Sinclair Lewis: Main Street

15. CHAPTER XV (continued)

II

Familiar to the doctor's wife was the man with an injured leg, driven in from the country on a Sunday afternoon and brought to the house. He sat in a rocker in the back of a lumber-wagon, his face pale from the anguish of the jolting. His leg was thrust out before him, resting on a starch-box and covered with a leather-bound horse-blanket. His drab courageous wife drove the wagon, and she helped Kennicott support him as he hobbled up the steps, into the house.

"Fellow cut his leg with an ax--pretty bad gash--Halvor Nelson, nine miles out," Kennicott observed.

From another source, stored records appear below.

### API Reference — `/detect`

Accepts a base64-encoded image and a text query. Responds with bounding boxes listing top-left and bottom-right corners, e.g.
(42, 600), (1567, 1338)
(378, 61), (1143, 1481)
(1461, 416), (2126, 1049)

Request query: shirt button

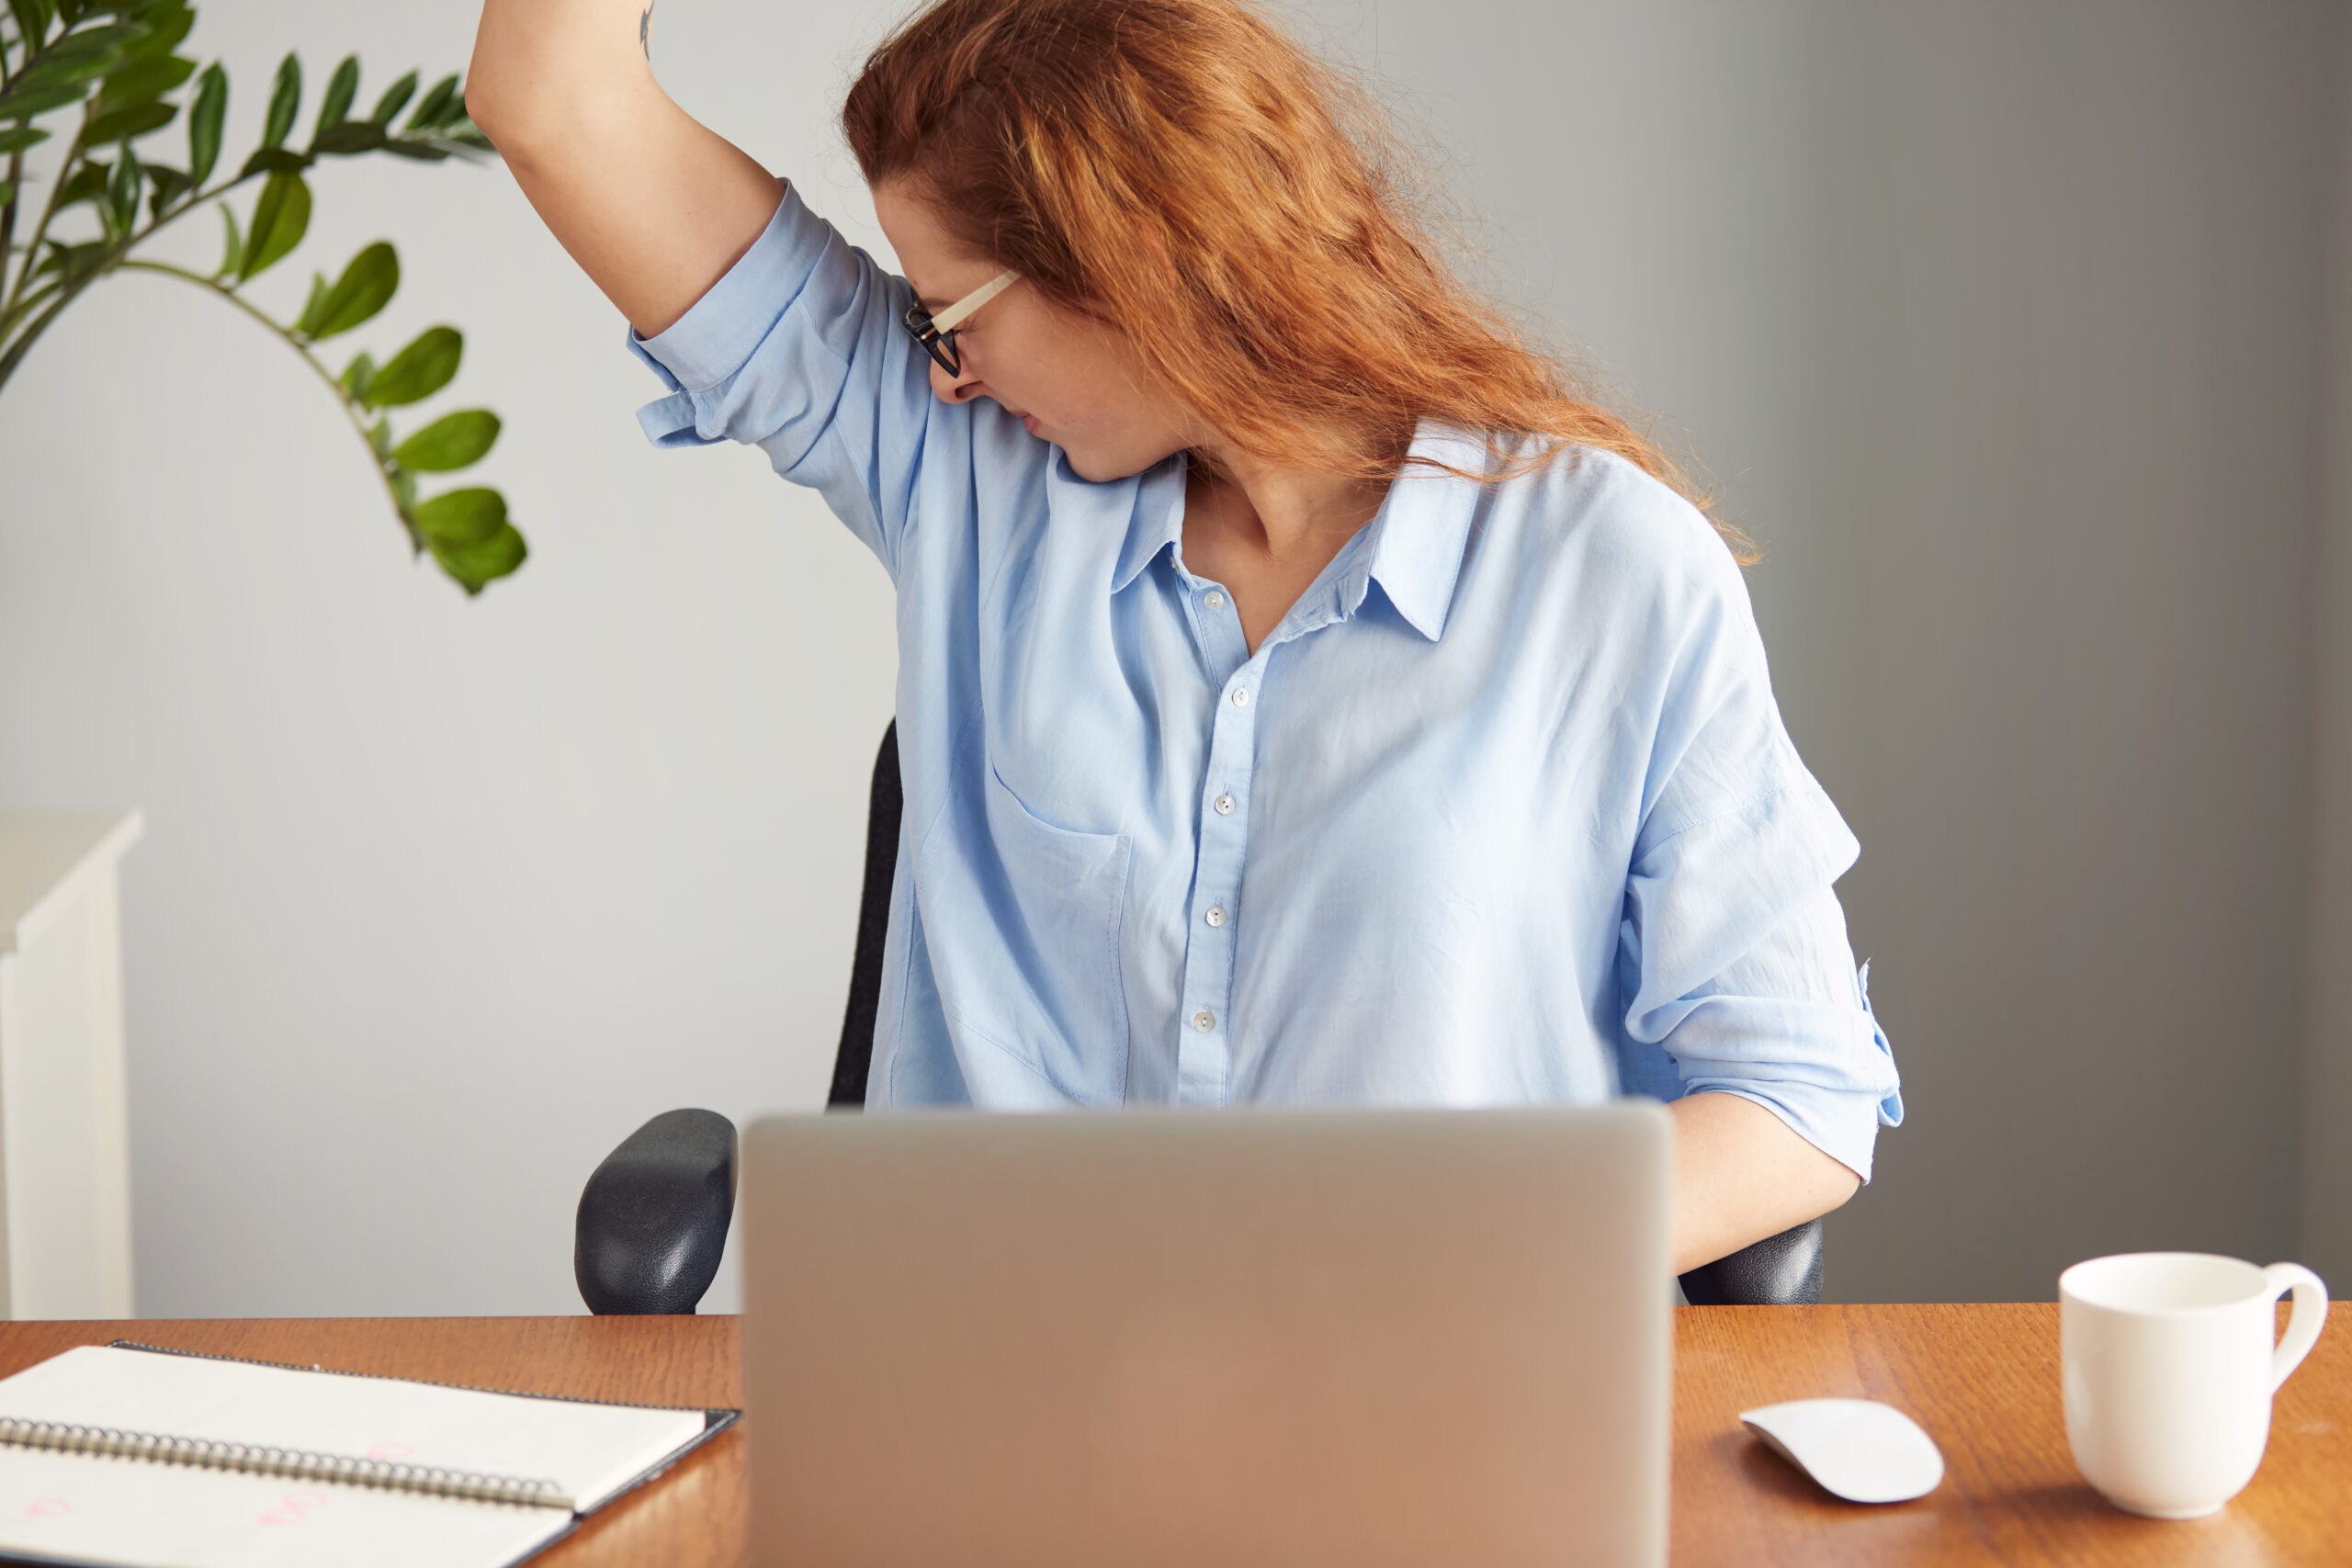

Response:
(1204, 591), (1226, 610)
(1205, 906), (1227, 927)
(1232, 688), (1250, 706)
(1193, 1011), (1216, 1032)
(1214, 794), (1236, 816)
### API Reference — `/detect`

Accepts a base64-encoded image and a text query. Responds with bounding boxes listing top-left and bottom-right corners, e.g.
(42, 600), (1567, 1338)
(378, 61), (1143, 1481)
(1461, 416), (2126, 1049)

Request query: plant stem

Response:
(2, 146), (22, 270)
(0, 277), (76, 385)
(1, 17), (17, 260)
(0, 163), (259, 379)
(114, 257), (420, 551)
(2, 102), (87, 319)
(0, 272), (62, 325)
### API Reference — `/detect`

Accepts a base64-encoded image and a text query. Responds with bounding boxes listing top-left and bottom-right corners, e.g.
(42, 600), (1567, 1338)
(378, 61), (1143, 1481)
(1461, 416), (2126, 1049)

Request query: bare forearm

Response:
(469, 0), (782, 335)
(1668, 1092), (1859, 1276)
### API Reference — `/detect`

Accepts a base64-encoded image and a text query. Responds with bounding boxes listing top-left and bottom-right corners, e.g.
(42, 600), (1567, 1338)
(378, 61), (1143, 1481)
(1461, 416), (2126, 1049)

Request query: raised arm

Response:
(468, 0), (785, 337)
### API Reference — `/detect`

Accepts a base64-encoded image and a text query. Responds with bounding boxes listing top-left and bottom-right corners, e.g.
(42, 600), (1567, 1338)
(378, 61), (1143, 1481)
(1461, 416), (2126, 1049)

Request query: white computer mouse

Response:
(1739, 1398), (1945, 1504)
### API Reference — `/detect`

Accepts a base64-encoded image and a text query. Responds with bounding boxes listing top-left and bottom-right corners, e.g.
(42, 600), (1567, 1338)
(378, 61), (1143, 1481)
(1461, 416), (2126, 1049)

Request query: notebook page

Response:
(0, 1444), (568, 1568)
(0, 1347), (707, 1513)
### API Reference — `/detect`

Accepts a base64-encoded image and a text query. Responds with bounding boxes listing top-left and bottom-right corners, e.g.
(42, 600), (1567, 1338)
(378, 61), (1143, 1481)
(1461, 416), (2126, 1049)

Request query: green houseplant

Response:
(1, 0), (526, 593)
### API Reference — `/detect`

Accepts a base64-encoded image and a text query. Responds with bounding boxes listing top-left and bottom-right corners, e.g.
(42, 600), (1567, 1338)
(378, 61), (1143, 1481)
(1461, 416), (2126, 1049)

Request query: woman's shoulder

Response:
(1477, 437), (1752, 614)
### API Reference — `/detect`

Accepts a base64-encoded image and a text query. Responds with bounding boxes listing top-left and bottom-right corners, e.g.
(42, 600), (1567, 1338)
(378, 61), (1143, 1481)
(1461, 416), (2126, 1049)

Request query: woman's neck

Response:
(1179, 434), (1392, 653)
(1187, 433), (1388, 551)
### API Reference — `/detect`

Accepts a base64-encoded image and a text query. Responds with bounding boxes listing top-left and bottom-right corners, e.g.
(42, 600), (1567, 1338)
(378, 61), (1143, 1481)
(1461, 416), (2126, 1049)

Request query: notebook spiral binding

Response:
(0, 1416), (573, 1510)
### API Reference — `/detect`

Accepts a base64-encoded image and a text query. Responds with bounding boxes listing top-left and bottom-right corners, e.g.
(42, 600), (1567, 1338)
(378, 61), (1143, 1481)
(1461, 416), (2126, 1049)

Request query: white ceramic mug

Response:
(2060, 1252), (2328, 1518)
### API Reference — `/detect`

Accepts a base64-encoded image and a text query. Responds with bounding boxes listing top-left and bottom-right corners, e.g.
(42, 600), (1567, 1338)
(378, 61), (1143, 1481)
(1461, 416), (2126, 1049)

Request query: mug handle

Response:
(2264, 1263), (2329, 1392)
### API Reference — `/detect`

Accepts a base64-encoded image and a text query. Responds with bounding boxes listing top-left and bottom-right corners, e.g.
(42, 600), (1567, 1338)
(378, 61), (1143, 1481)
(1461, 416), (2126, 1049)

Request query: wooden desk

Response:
(0, 1306), (2342, 1565)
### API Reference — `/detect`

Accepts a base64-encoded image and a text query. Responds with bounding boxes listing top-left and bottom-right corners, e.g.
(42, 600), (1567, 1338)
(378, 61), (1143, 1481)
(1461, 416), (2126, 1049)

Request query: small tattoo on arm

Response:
(639, 1), (654, 58)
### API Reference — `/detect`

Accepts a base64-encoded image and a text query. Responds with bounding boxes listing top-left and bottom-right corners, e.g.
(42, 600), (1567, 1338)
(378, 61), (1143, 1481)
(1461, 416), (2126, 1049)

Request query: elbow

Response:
(462, 67), (525, 152)
(461, 75), (502, 141)
(462, 17), (554, 157)
(463, 71), (566, 170)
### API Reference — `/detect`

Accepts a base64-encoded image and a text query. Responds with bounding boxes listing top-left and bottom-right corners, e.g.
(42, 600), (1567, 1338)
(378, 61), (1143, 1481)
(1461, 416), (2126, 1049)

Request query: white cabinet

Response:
(0, 810), (142, 1319)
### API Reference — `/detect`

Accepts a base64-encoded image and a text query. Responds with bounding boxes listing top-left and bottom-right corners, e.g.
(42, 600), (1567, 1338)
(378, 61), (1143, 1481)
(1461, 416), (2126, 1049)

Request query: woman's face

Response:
(874, 180), (1197, 482)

Carol fluttered at the back of the room, childishly excited when she was sent to fetch towels and a basin of water. Kennicott lifted the farmer into a chair and chuckled, "There we are, Halvor! We'll have you out fixing fences and drinking aquavit in a month." The farmwife sat on the couch, expressionless, bulky in a man's dogskin coat and unplumbed layers of jackets. The flowery silk handkerchief which she had worn over her head now hung about her seamed neck. Her white wool gloves lay in her lap.

Kennicott drew from the injured leg the thick red "German sock," the innumerous other socks of gray and white wool, then the spiral bandage. The leg was of an unwholesome dead white, with the black hairs feeble and thin and flattened, and the scar a puckered line of crimson. Surely, Carol shuddered, this was not human flesh, the rosy shining tissue of the amorous poets.

Kennicott examined the scar, smiled at Halvor and his wife, chanted, "Fine, b' gosh! Couldn't be better!"

The Nelsons looked deprecating. The farmer nodded a cue to his wife and she mourned:

"Vell, how much ve going to owe you, doctor?"

"I guess it'll be---- Let's see: one drive out and two calls. I guess it'll be about eleven dollars in all, Lena."

"I dunno ve can pay you yoost a little w'ile, doctor."